We stick to our knitting and have built a strong reputation as the bank that stands by its customers and is a reliable community partner. Many clients approach us after experiencing difficulties with their current banks as we represent stability. Once we navigate through this current environment, there will be opportunities for us to acquire other banks. We are fortunate to have significant capital, excellent credit quality and strong financial metrics around returns and margins. This positions us well to be an acquirer. Part of my role is to build relationships with my peers. The benefit in this is we can learn from each other and build a network. To the extent any of the smaller banks decide that the cost of complying with ongoing regulations or the competition is just too difficult, we want them to view Rockland Trust as an organization that will be there for them. If they feel the need to sell or find a partner or if there are unique issues they face, such as credit or liquidity concerns, they have somewhere to turn. Building connections with local bankers is a crucial aspect of my job, ensuring they understand the type of company Rockland Trust is. In the past, we were the preferred acquirer due to our robust and empathetic culture.

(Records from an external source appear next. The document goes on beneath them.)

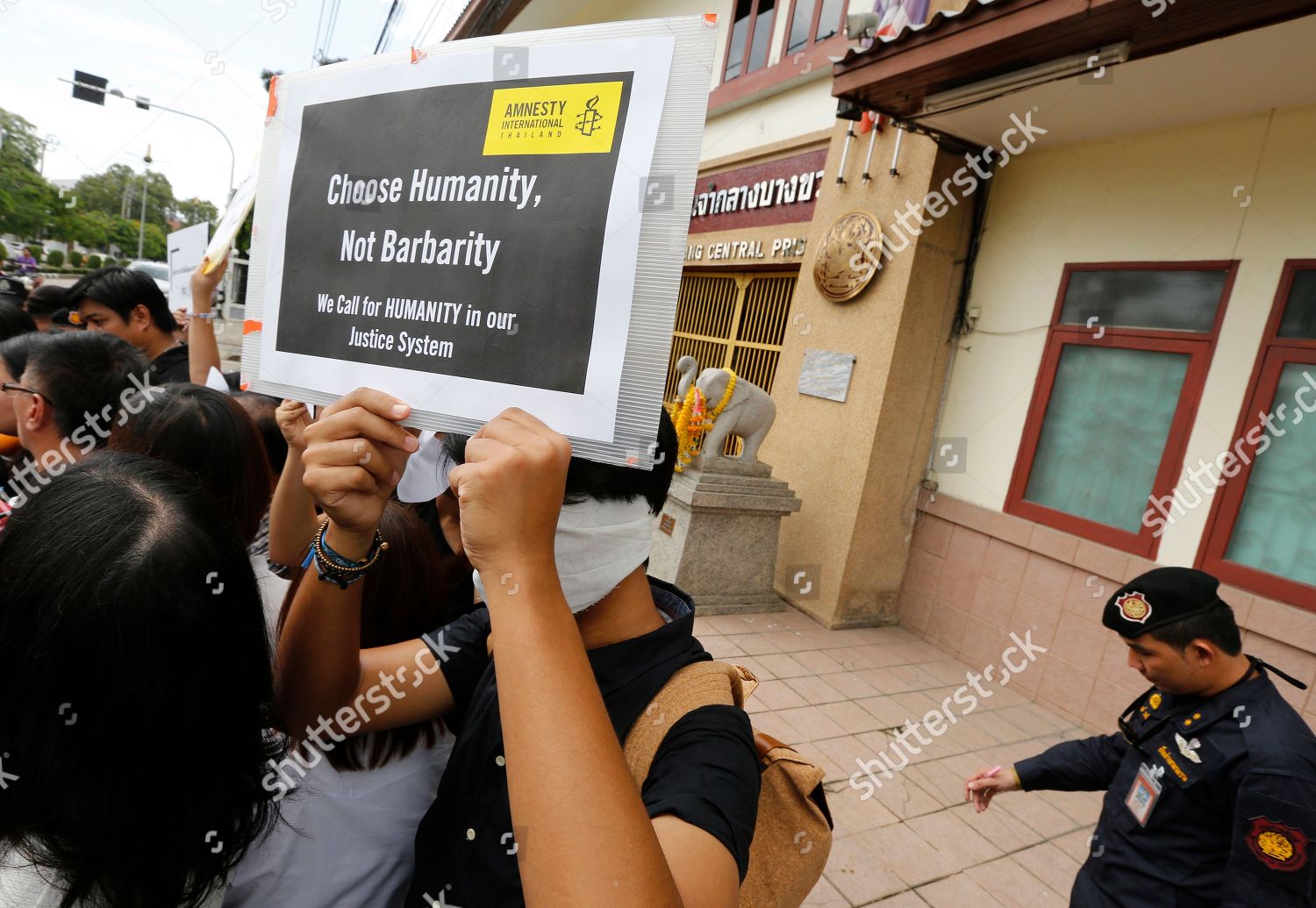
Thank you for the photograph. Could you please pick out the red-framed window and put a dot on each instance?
(812, 21)
(813, 33)
(750, 37)
(1121, 375)
(1261, 533)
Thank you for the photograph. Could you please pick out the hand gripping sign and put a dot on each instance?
(471, 240)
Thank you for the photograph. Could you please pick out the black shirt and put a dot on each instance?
(1234, 823)
(170, 366)
(704, 773)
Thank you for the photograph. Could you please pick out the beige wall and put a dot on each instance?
(976, 576)
(857, 465)
(1155, 197)
(784, 115)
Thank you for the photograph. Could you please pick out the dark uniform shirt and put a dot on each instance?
(170, 366)
(1236, 812)
(704, 773)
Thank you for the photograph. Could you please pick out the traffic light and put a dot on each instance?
(84, 91)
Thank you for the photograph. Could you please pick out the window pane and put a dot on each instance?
(800, 21)
(829, 21)
(762, 36)
(1105, 432)
(1299, 318)
(736, 46)
(1276, 531)
(1170, 300)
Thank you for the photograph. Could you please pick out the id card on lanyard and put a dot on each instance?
(1144, 794)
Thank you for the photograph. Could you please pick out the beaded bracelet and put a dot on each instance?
(333, 568)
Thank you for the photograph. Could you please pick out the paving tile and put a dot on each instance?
(953, 837)
(886, 711)
(721, 647)
(855, 813)
(902, 900)
(1050, 866)
(850, 716)
(755, 644)
(776, 695)
(811, 724)
(907, 854)
(824, 895)
(815, 690)
(1015, 887)
(998, 826)
(782, 665)
(958, 891)
(852, 684)
(857, 874)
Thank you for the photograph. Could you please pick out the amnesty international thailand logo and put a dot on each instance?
(589, 120)
(569, 118)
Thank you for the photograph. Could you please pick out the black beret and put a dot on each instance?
(1158, 597)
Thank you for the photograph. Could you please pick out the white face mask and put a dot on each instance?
(597, 547)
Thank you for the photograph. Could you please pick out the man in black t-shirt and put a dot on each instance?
(131, 305)
(537, 804)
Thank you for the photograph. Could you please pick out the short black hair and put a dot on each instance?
(83, 373)
(46, 300)
(208, 434)
(604, 482)
(139, 639)
(123, 291)
(15, 321)
(15, 352)
(1216, 626)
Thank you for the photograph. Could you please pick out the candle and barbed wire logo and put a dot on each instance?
(589, 120)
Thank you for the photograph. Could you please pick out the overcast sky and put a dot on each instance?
(203, 57)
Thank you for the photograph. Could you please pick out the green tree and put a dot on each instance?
(25, 197)
(194, 211)
(118, 191)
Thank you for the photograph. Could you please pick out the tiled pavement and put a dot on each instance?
(840, 695)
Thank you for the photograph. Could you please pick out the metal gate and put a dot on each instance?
(732, 320)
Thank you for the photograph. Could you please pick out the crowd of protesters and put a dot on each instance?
(237, 670)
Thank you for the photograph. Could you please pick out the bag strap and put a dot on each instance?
(691, 687)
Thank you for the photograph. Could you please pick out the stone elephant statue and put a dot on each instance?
(749, 413)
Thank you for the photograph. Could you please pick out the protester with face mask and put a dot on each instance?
(539, 805)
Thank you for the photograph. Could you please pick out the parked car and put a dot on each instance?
(157, 271)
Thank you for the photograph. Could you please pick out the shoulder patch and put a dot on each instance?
(1278, 847)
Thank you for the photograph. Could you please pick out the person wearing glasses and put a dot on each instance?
(1210, 783)
(65, 403)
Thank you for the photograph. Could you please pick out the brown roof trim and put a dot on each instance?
(1005, 36)
(482, 18)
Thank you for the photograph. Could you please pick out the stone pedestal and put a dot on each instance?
(718, 533)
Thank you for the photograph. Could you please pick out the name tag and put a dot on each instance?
(1144, 794)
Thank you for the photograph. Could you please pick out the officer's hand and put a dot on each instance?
(984, 783)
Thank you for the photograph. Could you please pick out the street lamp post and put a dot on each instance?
(145, 104)
(141, 228)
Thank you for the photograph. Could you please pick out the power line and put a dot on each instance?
(389, 21)
(315, 52)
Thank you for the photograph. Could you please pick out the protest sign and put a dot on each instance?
(484, 224)
(186, 249)
(240, 205)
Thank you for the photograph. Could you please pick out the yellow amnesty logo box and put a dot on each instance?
(571, 118)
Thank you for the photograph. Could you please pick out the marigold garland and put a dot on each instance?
(692, 418)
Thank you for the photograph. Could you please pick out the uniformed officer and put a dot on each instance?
(1211, 782)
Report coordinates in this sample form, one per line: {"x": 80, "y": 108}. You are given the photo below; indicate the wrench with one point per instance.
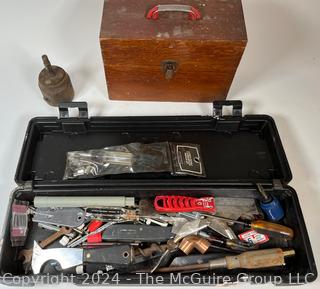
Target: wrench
{"x": 26, "y": 254}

What community outreach initiatives or programs are you excited about for the remainder of this year and looking ahead to 2024?

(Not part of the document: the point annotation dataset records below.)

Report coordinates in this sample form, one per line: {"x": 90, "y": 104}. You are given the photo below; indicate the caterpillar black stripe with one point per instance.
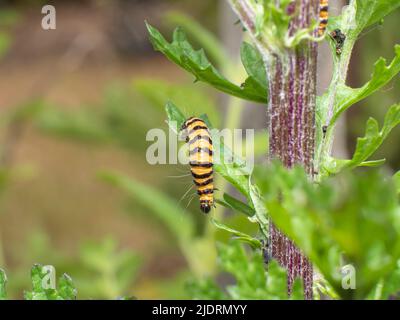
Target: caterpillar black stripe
{"x": 323, "y": 16}
{"x": 201, "y": 160}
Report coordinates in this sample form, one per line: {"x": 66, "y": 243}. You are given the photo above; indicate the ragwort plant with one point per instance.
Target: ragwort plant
{"x": 319, "y": 214}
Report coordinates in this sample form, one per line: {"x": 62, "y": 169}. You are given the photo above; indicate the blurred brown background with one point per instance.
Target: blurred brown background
{"x": 53, "y": 208}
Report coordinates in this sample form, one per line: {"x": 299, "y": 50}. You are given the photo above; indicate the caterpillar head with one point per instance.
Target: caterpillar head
{"x": 206, "y": 205}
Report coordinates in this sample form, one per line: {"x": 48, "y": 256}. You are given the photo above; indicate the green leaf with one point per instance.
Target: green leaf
{"x": 158, "y": 92}
{"x": 181, "y": 52}
{"x": 39, "y": 291}
{"x": 253, "y": 242}
{"x": 3, "y": 282}
{"x": 205, "y": 38}
{"x": 367, "y": 145}
{"x": 396, "y": 178}
{"x": 254, "y": 64}
{"x": 373, "y": 11}
{"x": 382, "y": 74}
{"x": 348, "y": 219}
{"x": 233, "y": 203}
{"x": 66, "y": 288}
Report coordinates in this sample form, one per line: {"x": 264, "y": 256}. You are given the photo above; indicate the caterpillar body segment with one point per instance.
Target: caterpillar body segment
{"x": 201, "y": 160}
{"x": 323, "y": 16}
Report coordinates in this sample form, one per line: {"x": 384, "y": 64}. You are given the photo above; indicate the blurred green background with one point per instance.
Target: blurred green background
{"x": 78, "y": 101}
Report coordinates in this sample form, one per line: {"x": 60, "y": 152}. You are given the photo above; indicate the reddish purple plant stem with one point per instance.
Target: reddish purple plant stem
{"x": 291, "y": 123}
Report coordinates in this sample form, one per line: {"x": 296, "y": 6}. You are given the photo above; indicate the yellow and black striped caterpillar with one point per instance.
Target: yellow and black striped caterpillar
{"x": 201, "y": 160}
{"x": 323, "y": 16}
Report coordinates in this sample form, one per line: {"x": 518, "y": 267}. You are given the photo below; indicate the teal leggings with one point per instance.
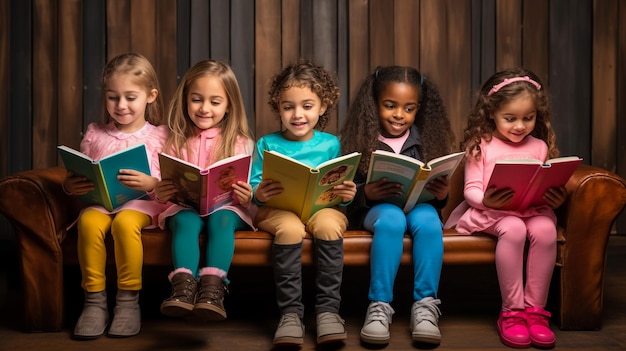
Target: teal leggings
{"x": 186, "y": 227}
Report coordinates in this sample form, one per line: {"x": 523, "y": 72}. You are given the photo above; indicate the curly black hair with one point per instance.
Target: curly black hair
{"x": 362, "y": 127}
{"x": 305, "y": 73}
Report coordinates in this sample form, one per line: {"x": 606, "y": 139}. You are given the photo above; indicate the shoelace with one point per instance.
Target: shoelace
{"x": 379, "y": 311}
{"x": 427, "y": 310}
{"x": 290, "y": 319}
{"x": 328, "y": 317}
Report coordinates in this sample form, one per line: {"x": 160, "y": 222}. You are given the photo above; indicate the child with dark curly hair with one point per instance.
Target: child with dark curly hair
{"x": 399, "y": 110}
{"x": 302, "y": 96}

We have a dedicated financial education strategist, Julie Beckham, who runs the bank’s financial literacy programs. Ms. Money’s Classroom is an interactive free online platform for parents and teachers to share the basics of money through songs and worksheets for children grades k-5, available in both English and Spanish. We have a learning center on our website that features articles and videos to help individuals and business owners navigate their finances. The learning center is also home to Julie’s two podcasts that help break down financial jargon and topics in a “shame-free” zone. Julie and her mission have given us a unique way to connect with different parts of the community. In addition, we host our annual Small Business, Big Dreams Contest, a competition that offers small business owners a chance to grow their enterprises. This contest has been running for the last six years and takes on a shark tank-like feel. The winner receives $20,000. We’re also pairing up with an organization called Tommy’s Place, a local nonprofit that provides vacation experiences for children battling cancer on Cape Cod. We have been handing out lemonade stand kits to families that visit our branch network. Through the kits, local children are learning about the importance of sharing money by donating the proceeds of their lemonade stands to Tommy’s Place.

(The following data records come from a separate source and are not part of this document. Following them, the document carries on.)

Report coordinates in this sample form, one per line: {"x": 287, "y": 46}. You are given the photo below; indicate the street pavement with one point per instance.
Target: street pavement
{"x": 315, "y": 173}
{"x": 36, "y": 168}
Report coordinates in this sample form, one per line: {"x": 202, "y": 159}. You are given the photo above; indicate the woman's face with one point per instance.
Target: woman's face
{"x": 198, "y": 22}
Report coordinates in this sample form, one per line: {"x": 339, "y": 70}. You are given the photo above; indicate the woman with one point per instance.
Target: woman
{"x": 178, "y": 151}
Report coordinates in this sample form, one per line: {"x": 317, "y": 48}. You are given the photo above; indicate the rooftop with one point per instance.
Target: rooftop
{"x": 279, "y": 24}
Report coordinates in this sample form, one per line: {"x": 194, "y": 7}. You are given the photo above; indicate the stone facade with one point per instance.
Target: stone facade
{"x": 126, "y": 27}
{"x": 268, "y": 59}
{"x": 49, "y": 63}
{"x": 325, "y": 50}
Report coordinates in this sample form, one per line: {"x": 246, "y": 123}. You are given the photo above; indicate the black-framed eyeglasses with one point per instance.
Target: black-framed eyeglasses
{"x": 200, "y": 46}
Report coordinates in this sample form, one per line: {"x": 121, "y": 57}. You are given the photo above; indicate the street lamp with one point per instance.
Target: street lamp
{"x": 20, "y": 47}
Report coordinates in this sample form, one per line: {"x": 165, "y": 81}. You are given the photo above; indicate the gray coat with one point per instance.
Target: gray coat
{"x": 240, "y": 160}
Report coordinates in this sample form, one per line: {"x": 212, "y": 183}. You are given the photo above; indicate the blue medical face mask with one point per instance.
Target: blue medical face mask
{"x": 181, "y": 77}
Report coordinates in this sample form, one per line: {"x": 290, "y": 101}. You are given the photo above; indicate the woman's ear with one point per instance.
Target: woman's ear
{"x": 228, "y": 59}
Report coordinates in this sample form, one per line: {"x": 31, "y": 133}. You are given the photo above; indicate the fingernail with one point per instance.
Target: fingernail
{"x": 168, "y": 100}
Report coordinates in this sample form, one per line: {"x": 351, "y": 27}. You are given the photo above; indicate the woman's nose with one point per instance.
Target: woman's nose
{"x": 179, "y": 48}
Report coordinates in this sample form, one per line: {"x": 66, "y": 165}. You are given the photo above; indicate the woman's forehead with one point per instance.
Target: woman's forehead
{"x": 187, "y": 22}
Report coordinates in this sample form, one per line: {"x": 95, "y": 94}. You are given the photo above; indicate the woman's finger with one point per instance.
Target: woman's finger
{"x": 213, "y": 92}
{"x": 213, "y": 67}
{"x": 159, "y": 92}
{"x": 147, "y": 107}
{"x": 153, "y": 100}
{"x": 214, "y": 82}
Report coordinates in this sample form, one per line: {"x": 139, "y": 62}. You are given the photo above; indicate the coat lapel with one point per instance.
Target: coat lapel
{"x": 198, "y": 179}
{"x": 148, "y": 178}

What are your priorities for Rockland Trust Bank over the next two to three years?
We have to get through the messiness of the ongoing rising rates that have impacted deposits and commercial real estate. We’re a methodical organization. We put one foot in front of the other. We’re not a swing-for-the-fences, bet-the-bank kind of organization. Our tagline is Where Each Relationship Matters®Our internal relationships are equally as important as those with our customers. People always say you have to put the customer first but we believe employees come first. We’re the type of organization where people like to come to work and work with one another. It’s a collaborative and collegial organization. We invest in our employees to ensure that they have a career path and a sense of purpose.
We take it one day at a time, getting better each day. It’s about taking care of relationships. Due to our size, we’re at a place where we can invest differently in technology and some of the product sets that we have. We’ll invest more in business to be able to offer more and better services as we grow.